Ничего, лучше поздно, чем никогда!
Теперь главное было – обратить в свою веру сыщика Александра Бергера из «Бюро независимой юридической поддержки».
Алена так задумалась, что совершенно забыла о конфетах, которые собиралась купить для Клары Федоровны. Но той все равно не оказалось на месте, она почему-то ушла сегодня с работы пораньше. Бергера тоже еще не было, а впрочем, до назначенной встречи оставалось десять минут.
Алена села в уголке на шаткий стул. Интересно, кстати, почему во всех канцеляриях в нашей стране стоят непременно шаткие, чуть живые стулья, а если не стулья, то сколоченные воедино ряды неудобных кресел?! И только собралась она немножко перевести дух, как телефон в ее сумке снова зазвонил. Обреченно вздохнув, Алена его достала, но добивался ее, как ни странно, не Алексей, а дорогой Лев Иванович.
– Говорите! – начал он с места в карьер.
– Что? – не поняла Алена. – О чем?
На самом деле отлично поняла: Муравьев озвучивает принцип «сначала деньги, а потом стулья». Но она придерживалась того же принцапа, и выдавать информацию первой совершенно не входило в ее планы.
– Только после вас.
– Я ничего не скажу.
– Нет, Лев Иванович, скажете. А то я тоже ничего не скажу.
– Я вас арестую, – пригрозил он мрачно. – За сокрытие улик.
– Ну и арестовывайте, – согласилась Алена так же мрачно. – Тогда вы никогда в жизни не узнаете, что, например, происходило с вашим приятелем Алексеем Стахеевым.
– А вы знаете? – недоверчиво спросил Муравьев.
– Думаю, да.
– Ну и что?
– Ничего.
– Кончайте мне хамить! – заорал Муравьев. – Кончайте! Что вы себе позволяете?!
Ему, между прочим, никто и не хамил. Он спросил, Алена ответила. Чистую правду, кстати. Но ведь каждый понимает согласно своей испорченности…
– О Господи, Лев Иванович, ну почему вы на меня все время орете? – спросила она со вздохом. – Неужели нельзя хоть раз нормально поговорить? Удалось вам что-нибудь узнать насчет Тамары Семеновой?
– За кого вы меня принимаете? – буркнул Муравьев с неожиданно примирительной интонацией. – Мне бы – да не удалось? Я вам что, Ванька Жуков, девятилетний мальчик, подмастерье сапожника? Я все-таки начальник следственного отдела ГУВД, могу получить любую информацию. Ну, слушайте. Тамара Семеновна содержалась не в отделении для буйных, а в нервном, где порядки такие же, как в обычной больнице. Народу, сами понимаете, там много. За ней особо не наблюдали, потому что приступ ее быстро купировали, вела она себя тихо. И когда она вдруг сползла с кровати и куда-то побрела, на нее никто и внимания не обратил. Подумали, может, в туалет направилась. А она вышла на лестничную площадку и бросилась в пролет. С пятого этажа… Насмерть сразу, конечно.
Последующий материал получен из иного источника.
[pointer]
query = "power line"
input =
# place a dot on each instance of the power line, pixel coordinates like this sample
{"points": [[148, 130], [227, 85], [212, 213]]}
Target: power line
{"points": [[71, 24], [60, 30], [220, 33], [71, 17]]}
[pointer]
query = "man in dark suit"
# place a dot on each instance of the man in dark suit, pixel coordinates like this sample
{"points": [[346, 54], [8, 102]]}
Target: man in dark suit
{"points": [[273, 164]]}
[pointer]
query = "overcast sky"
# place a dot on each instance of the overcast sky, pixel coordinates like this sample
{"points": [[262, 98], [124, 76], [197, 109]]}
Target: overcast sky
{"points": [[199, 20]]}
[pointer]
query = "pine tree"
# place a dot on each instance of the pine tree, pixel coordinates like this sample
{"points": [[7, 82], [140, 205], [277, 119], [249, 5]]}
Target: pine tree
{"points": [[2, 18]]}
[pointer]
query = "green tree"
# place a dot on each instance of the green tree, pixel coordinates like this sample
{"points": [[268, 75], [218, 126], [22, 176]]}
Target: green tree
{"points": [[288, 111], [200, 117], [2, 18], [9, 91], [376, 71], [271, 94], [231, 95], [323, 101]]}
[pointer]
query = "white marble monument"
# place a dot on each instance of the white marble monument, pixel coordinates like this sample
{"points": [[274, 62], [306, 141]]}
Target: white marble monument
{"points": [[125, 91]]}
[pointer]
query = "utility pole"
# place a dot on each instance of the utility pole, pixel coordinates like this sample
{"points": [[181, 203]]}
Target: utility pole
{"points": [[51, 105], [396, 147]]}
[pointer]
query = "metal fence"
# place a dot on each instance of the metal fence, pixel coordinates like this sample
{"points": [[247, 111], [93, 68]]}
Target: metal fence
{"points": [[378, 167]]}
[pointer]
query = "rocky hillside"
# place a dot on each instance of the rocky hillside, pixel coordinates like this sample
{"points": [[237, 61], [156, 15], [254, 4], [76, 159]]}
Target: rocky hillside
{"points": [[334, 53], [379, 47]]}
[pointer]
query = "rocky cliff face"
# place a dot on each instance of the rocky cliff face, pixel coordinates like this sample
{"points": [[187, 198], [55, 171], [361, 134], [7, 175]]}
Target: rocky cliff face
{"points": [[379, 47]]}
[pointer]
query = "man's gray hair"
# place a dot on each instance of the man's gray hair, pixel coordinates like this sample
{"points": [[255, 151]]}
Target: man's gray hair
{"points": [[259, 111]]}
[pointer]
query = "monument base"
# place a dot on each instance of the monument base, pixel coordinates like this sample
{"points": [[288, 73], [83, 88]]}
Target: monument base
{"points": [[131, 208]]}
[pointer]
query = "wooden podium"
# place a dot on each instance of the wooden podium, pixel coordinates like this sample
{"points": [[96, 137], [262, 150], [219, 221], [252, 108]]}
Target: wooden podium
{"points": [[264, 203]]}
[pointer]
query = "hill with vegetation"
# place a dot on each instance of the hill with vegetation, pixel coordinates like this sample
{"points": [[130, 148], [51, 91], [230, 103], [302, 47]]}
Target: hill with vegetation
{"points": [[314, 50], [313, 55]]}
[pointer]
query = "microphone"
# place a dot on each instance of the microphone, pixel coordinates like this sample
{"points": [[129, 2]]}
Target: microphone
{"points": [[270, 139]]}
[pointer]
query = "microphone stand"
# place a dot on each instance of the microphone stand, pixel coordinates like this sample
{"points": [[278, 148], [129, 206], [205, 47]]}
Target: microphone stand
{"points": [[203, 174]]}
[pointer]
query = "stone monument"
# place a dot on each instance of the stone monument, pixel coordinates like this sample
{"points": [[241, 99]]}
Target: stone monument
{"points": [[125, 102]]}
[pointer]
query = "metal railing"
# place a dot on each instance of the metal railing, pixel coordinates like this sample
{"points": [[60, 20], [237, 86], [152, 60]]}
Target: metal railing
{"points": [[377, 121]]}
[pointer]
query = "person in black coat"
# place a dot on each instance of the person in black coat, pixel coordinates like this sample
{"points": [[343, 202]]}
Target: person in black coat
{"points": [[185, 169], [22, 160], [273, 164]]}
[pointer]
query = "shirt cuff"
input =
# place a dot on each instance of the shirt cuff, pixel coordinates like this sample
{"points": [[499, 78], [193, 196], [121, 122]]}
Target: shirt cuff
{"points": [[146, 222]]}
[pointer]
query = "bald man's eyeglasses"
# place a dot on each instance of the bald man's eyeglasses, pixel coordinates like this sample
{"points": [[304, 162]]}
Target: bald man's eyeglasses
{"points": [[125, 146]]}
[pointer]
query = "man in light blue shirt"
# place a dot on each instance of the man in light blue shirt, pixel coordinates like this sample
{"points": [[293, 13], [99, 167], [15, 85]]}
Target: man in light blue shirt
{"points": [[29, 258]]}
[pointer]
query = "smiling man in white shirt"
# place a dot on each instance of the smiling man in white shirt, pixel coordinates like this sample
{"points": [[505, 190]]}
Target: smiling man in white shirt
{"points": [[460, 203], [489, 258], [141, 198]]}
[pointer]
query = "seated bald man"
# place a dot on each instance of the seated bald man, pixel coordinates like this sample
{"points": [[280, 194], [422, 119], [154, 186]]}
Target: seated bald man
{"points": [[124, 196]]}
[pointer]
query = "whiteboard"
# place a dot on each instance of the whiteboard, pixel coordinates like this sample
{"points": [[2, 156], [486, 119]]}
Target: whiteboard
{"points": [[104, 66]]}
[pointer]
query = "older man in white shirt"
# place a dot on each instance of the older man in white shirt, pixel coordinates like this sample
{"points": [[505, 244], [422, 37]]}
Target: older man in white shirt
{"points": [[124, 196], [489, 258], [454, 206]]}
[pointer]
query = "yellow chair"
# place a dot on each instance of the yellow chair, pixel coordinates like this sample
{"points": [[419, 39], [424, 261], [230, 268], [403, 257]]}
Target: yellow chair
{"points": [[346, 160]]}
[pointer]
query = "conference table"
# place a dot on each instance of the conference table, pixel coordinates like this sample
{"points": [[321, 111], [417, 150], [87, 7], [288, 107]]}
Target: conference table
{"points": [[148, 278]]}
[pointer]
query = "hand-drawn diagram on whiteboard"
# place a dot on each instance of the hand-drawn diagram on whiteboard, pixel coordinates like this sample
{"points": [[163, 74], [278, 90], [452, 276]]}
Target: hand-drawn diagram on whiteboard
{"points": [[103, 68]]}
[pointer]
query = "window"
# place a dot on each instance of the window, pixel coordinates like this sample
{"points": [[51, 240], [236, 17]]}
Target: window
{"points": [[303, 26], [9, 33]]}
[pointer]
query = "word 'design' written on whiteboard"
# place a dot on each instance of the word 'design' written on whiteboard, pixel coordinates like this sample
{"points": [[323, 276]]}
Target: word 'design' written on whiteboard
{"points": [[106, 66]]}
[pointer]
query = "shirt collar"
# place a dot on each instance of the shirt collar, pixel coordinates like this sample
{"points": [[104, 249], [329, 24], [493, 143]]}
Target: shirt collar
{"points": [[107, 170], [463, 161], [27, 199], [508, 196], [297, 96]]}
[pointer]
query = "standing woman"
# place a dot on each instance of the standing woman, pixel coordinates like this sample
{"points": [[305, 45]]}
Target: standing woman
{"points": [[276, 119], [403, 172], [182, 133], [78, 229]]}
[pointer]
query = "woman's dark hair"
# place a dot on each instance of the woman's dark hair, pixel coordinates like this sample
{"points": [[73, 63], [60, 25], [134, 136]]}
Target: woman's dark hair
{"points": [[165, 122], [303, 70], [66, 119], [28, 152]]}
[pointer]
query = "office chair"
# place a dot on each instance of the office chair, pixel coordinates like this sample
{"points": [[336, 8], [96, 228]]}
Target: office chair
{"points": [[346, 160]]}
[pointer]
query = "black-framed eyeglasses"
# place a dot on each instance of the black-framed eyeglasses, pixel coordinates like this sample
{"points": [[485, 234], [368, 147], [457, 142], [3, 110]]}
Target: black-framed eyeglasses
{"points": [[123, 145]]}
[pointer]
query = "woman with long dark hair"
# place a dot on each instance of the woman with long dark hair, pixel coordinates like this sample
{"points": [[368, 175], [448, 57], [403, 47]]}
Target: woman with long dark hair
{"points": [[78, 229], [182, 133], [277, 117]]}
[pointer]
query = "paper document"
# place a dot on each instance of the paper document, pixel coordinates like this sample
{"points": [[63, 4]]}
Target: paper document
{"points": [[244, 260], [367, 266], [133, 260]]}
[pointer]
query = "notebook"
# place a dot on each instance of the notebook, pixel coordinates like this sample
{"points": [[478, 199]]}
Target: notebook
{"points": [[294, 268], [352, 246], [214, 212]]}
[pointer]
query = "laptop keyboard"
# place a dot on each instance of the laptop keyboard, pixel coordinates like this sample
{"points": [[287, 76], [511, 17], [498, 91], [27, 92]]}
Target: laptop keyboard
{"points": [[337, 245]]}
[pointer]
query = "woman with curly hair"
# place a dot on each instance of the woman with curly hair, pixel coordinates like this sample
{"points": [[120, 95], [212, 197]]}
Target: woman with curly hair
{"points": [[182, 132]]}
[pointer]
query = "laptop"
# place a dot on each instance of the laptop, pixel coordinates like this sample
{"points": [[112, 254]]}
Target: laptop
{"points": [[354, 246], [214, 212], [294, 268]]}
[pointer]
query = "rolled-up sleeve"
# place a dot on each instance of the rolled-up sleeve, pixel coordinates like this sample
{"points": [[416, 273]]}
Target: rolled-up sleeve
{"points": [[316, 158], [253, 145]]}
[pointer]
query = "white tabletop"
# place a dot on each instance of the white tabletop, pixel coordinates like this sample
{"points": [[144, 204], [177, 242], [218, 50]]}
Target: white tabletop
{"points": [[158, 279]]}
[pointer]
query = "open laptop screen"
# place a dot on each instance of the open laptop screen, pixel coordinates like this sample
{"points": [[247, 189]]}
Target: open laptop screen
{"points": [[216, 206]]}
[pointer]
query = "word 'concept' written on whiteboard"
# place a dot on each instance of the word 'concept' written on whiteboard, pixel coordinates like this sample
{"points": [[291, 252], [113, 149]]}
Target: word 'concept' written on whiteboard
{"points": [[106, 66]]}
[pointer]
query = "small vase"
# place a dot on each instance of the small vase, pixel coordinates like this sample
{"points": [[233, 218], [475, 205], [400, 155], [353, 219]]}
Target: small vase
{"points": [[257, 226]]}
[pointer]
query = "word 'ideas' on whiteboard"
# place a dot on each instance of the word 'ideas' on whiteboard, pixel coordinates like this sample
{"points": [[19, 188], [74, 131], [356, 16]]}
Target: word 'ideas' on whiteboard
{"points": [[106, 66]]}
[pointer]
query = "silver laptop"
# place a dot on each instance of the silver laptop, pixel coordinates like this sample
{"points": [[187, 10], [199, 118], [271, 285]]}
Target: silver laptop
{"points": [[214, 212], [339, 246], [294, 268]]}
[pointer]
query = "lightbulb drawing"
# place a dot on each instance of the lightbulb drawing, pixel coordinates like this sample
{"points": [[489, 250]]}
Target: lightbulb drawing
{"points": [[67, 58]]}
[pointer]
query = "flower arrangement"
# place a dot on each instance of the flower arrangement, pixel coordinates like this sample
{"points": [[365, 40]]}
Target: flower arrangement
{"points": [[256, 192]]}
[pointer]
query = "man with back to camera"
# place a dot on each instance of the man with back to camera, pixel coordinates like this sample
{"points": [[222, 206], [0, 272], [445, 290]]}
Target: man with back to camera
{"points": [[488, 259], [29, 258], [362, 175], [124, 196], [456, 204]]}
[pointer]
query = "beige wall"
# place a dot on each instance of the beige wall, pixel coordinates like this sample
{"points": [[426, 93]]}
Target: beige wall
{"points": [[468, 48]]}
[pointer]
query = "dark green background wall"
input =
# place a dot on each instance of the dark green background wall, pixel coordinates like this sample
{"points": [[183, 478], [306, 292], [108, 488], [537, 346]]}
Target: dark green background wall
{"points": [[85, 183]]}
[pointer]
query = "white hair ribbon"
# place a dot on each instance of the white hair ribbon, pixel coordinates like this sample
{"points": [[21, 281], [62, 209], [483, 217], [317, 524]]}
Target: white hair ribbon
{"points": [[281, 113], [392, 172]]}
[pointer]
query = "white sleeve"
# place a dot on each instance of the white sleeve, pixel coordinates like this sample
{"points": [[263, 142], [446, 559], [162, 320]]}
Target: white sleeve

– И это все? Больше никаких подробностей? – тихо спросила Алена. – Не может быть, чтобы вот так просто встала, пошла…
– Именно так просто! – ответил Муравьев, и она словно бы увидела, как Лев Иванович пожал плечами. – Никто ей ничего не говорил, она ни с кем не общалась. Правда, соседки по палате говорят, что зазвонил ее мобильный телефон, но она не ответила на звонок, вышла, телефон так и остался на тумбочке. Очень красивая, говорят, мелодия была, они ее с удовольствием слушали.
– Телефон? – вскрикнула Алена. – У нее не забрали телефон, когда принимали в больницу? Но почему?!
– Да мне-то откуда знать? – уже с ноткой раздражения буркнул Муравьев. – Наверное, не сочли нужным. Ладно, это все, что мне известно. Чем богаты, тем и рады! Теперь ваш черед, расплачивайтесь! И не вздумайте отключиться, клянусь, сейчас пришлю наряд, где бы вы ни были, и вас ко мне под конвоем доставят…
Так, Муравьев начал заводиться всерьез. Львов не стоит попусту дразнить, такие «игры» могут оказаться опасными для жизни. Алена и не стала дразнить.
– Лев Иванович, насколько мне известно, вчера или позавчера был угнан темно-серый «Опель». На нем Павел Власьев и Ашот Акопян приехали в Стригино.